Abstract

Transference-focused Psychotherapy (TFP) is an empirically validated treatment for borderline personality disorder (BPD). TFP is a modified psychoanalytic outpatient individual treatment with two sessions per week. TFP combines 1) a treatment frame with limit setting and containment of affects with 2) exploration of the intense affects that are in conflict within the individual. Similar to other specific treatments for BPD a treatment contract addresses potential threats to the patient’s and others’ lives and the continuation of the treatment. The TFP treatment manual provides a hierarchy of priorities to guide the therapist's interventions.
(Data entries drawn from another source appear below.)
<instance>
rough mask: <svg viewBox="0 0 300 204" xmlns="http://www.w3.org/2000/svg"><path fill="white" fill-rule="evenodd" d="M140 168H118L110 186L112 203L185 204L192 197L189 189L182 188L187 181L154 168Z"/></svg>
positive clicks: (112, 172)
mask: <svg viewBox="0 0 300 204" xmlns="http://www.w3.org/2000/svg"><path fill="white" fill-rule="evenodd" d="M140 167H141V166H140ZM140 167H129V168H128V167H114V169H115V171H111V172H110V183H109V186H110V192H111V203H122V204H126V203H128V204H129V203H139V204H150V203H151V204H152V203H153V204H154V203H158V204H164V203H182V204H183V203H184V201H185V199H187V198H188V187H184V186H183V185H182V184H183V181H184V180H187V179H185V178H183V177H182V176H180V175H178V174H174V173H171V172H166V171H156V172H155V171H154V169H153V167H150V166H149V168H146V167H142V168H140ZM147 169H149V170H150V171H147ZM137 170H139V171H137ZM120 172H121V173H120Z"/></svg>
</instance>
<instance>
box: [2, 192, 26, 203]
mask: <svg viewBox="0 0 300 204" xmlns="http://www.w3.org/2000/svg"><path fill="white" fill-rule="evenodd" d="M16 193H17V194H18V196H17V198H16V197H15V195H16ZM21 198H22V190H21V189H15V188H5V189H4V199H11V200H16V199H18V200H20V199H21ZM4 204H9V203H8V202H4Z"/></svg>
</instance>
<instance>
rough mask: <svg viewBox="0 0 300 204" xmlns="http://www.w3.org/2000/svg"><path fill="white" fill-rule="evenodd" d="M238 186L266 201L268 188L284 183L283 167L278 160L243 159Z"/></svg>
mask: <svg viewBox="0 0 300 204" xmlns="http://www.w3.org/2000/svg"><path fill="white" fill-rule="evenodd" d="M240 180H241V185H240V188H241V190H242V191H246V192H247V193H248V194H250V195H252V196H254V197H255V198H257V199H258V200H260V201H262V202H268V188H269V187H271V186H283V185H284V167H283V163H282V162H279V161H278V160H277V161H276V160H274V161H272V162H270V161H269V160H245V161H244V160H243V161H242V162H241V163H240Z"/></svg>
TFP can be distinguished from other approaches by (1) its theoretical model of spilt-off mental states based on different internal images of self and other in the BPD patient, (2) the neutral position that guides the therapist to help the patient observe internal conflicts rather than to engage others in them, (3) the techniques of clarification, confrontation, and interpretation centered on the “here-and-now”, and (4) a focus on the transference relationship between patient and therapist as providing the data to understand the patient's internal relational world. The interpretation of relational aspects in the patient-therapist relationship is regarded as a core feature of TFP that paves the way for the integration of spilt-off internal concepts of the self and others and, thus, identity integration and integration more satisfying love, work, and leisure relations.